Play safety standards to undergo changes

Bumps, bruises and even a broken limb are part of learning through play, indicate some proposed changes to safety standards for children's play equipment and surfacing.

Keith Dalton uses events to explain the changes to safety standards - photo: HW
Keith Dalton uses events to explain the changes to safety standards - photo: HW

Major revisions have been made to BS EN 1176 / 1177 - the Safety Standards for Children's Playground Equipment and Surfacing - and include the idea that play areas must provide a balance between safety and challenge.

The Play Inspection Company's managing director Keith Dalton, who is technical director of the Register of Playground Inspectors, said: "Children need to learn to cope with risk and this may lead to bumps, bruises and even occasionally a broken limb.

"This is one of the principal changes written in the standards. The aim of this standard is to prevent accidents with a disabling or fatal consequence - play areas need to provide a balance between safety and challenge."

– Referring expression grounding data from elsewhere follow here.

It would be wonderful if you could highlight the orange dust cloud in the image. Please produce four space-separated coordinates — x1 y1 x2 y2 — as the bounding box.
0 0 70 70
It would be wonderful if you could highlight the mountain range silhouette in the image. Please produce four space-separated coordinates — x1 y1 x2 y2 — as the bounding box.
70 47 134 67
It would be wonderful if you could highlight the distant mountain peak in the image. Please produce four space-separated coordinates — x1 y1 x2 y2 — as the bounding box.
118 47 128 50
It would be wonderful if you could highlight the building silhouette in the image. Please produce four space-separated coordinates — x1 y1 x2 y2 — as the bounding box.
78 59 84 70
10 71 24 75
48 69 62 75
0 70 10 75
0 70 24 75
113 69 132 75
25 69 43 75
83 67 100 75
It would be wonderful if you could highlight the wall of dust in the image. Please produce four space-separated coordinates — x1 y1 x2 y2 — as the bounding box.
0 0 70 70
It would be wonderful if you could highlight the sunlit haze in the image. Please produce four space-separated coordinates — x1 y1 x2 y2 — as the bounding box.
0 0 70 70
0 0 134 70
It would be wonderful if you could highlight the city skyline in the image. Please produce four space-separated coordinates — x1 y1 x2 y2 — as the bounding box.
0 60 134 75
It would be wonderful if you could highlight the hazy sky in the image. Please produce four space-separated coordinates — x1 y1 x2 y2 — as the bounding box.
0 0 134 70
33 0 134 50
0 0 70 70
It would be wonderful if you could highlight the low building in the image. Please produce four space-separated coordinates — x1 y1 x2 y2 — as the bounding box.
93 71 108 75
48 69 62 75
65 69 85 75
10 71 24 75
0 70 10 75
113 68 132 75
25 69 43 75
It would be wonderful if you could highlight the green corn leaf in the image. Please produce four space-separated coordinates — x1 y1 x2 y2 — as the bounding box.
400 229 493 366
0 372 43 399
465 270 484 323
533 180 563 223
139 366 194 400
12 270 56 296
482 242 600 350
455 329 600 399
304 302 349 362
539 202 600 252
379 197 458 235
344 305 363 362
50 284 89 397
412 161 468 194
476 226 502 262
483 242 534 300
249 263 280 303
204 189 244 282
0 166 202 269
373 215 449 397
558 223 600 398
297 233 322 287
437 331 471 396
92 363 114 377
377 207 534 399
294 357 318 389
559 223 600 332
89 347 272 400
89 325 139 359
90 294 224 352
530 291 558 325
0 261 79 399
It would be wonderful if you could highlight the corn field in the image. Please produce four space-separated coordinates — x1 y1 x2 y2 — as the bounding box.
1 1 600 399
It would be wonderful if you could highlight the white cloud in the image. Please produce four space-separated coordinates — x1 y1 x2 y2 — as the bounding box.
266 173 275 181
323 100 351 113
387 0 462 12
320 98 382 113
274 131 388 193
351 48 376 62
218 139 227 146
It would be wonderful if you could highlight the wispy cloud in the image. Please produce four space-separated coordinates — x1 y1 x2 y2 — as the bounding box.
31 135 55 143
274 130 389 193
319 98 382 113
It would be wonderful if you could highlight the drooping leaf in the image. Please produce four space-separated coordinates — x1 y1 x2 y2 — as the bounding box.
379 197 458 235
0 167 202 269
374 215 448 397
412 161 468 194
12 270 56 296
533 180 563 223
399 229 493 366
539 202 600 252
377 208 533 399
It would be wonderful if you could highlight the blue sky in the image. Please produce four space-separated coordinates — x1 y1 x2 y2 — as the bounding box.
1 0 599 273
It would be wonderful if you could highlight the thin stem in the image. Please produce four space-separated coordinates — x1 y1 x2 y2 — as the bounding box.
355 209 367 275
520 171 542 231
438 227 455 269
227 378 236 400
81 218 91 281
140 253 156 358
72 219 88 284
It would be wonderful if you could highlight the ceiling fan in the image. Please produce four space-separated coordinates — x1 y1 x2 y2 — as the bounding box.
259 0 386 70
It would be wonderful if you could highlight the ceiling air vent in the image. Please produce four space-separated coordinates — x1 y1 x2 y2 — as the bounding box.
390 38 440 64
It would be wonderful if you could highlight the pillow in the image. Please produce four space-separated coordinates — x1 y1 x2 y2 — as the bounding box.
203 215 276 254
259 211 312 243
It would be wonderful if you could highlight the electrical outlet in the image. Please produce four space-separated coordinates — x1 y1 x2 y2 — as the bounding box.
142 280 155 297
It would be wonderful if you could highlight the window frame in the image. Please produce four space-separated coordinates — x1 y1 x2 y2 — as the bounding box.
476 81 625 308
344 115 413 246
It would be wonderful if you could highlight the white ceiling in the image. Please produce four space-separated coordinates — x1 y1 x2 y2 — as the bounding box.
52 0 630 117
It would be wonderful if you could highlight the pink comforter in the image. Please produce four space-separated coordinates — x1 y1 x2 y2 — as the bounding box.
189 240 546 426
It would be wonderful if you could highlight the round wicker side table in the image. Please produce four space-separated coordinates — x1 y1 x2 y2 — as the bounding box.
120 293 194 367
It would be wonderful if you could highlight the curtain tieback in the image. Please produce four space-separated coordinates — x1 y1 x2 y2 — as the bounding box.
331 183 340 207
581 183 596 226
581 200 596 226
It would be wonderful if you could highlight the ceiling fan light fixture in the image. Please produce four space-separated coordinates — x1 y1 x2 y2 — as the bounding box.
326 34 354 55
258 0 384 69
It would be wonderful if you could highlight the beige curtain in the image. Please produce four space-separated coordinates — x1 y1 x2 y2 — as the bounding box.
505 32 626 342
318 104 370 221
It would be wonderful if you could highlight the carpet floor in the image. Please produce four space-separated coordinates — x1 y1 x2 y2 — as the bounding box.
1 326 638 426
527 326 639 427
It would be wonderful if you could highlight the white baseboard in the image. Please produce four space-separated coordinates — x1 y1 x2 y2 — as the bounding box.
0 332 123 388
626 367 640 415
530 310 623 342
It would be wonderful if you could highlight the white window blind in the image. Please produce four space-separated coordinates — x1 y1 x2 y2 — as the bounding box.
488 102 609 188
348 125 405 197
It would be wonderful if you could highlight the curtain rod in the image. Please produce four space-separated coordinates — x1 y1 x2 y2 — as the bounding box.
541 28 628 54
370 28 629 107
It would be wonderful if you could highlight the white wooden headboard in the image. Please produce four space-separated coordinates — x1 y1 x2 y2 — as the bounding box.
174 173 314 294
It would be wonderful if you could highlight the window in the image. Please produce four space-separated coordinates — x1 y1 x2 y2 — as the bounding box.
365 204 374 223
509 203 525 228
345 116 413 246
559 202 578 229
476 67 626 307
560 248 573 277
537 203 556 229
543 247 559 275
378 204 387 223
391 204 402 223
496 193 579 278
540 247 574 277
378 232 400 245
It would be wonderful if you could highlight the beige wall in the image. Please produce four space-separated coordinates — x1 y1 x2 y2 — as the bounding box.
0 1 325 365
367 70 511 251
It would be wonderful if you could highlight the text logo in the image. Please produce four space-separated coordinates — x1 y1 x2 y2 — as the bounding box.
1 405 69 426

The new standard was published on 31 July and Dalton has been running training events to raise awareness of the changes, along with Wicksteed Leisure's technical manager Rob Davies.

Davies explained to visitors at IoG Saltex that changes had been made to entrapment tests, as well as to definitions over climbing equipment, means of access and surfaces. He added that specific rules on grass surfaces had been written into the BS rules for the UK.

Dalton explained that the most important part of play area design was allowing children to take risks in a controlled environment.

"It can be used where the maximum fall height from equipment is less than 1.5m and the grass must have at least 150mm of soil under it."

It gives us another surface as well as the synthetic surfaces we already use," said Davies.